It's not just a book thing!
Duncan Barrett and Nuala Calvi have jointly authored this readable memoir, which is written to feel just like a novel. It brings to life the moving true stories of ‘sugar girls’, Ethel, Lilian, Gladys and Joan, who worked in Tate and Lyle’s East End factory during the Second World War and in the following years.
Many girls in the East End of London left school to work for Tate and Lyle, evidently a progressive employer for the time. With men being called up, the lines between ‘men’s’ and ‘women’s’ work were becoming blurred and young women were doing hard jobs that men would have done previously. The work could be back-breaking and dangerous, and the women’s stories of loss, illness and poverty are incredibly moving. Yet, everyone in the book, it seems, feels proud and privileged to be working at the factory; Tate and Lyle was more than a place to work – it was a true community and support network which provided social, leisure and sporting opportunities to all who worked there – together with the best rates of pay and employment terms around.
We follow each girl’s story through the years – young, determined Ethel, a survivor of the Blitz, doggedly works her way up to become supervisor and campaigns for fairer working conditions; lovelorn Lilian is from a desperately poor, tragic background and works in the can-making department; feisty and irrepressible Gladys, working in the ‘Blue Room’, bag-printing, is always getting into trouble with the formidable Miss Smith and Joan, from a comparatively well-to-do family, lives a carefree life and enjoys her disposable income until she becomes pregnant by her soldier boyfriend.

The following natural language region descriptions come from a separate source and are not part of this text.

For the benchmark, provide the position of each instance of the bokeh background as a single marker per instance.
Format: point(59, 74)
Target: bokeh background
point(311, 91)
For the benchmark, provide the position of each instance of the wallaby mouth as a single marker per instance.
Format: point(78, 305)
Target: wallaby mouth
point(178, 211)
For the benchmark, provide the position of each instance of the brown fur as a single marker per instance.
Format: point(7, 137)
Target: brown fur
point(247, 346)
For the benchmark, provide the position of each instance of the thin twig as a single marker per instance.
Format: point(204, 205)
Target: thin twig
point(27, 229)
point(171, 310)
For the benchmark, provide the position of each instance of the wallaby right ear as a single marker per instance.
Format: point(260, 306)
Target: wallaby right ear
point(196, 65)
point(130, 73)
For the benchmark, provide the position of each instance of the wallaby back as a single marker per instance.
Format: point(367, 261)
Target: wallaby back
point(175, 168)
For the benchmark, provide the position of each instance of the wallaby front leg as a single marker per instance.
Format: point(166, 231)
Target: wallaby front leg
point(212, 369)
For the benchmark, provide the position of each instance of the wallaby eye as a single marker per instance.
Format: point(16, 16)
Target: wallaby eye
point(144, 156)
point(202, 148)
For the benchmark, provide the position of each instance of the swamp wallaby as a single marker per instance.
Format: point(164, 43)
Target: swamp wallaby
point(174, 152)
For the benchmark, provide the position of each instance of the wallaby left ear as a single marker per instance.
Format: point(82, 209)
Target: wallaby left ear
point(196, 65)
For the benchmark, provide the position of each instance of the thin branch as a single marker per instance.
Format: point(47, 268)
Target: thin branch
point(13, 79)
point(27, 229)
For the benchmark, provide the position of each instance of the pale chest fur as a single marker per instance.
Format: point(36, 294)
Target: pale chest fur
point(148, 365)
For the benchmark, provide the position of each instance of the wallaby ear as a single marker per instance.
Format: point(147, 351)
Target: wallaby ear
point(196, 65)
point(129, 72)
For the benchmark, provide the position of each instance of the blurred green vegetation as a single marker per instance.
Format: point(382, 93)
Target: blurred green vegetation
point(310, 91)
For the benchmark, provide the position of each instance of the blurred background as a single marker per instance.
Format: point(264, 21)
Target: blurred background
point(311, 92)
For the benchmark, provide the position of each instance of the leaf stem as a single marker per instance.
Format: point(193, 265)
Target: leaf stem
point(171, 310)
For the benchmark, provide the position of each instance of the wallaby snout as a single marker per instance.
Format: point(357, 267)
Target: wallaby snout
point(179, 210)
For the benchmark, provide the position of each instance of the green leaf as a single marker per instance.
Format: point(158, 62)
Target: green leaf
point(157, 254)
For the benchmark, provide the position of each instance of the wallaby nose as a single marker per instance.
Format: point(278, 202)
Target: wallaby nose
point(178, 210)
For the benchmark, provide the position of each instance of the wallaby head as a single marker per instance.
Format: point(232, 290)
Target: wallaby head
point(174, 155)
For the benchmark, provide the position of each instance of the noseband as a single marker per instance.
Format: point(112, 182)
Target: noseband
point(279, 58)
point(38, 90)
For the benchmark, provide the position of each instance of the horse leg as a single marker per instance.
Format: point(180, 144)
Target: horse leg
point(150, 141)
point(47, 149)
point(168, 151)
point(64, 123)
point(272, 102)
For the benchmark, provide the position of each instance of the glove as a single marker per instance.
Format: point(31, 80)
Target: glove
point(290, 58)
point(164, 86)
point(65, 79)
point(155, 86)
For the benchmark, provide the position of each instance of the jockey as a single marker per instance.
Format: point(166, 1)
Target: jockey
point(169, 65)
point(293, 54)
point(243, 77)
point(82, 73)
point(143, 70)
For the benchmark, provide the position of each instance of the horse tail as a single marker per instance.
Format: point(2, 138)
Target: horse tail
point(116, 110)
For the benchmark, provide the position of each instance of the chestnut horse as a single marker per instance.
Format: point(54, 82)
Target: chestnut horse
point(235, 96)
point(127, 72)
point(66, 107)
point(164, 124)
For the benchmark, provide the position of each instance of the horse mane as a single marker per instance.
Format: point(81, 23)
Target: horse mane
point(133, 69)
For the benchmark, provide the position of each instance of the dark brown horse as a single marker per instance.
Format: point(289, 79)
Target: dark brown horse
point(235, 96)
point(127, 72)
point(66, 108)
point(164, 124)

Behind the main characters’ storylines we hear at times hilarious, moving and tear-jerking vignettes of factory life, whether it’s stories of near-misses on the factory floor, cat fights breaking out on the women-only ‘Hesser’ machine packing floor – nicknamed the ‘beauty shop’ – or tricks played on long-suffering supervisor, Miss Smith. It’s also interesting to read about the compassion of the employer; employees were treated to recreational trips – ‘beanos’ to the seaside as rewards for their hard work and there was even a convalescent home in Weston-super-Mare available to those employees who needed it – for example when Lilian is caring for her ailing mother.
We learn about the devastation and gruesome misery of the Blitz, the heartache of separation from loved ones who have gone to war, the desperate poverty of the East End and the strict social mores of the period and their impact on the factory girls. The book provides a real glimpse into life in the working class East End during the years and, despite its gritty storylines, it leaves us with a heartwarming glow as it brings us up to the present day, with the epilogue filling us in on the surviving sugar girls’ stories.
Authors Barrett and Calvi have painstakingly gathered together hundreds of hours of memories from the sugar girls and skilfully pieced them together with historical fact and the odd bit of creative licence in order to fill in the gaps and create a narrative which is both very entertaining and informative about a fascinating and unforgettable time in British social history.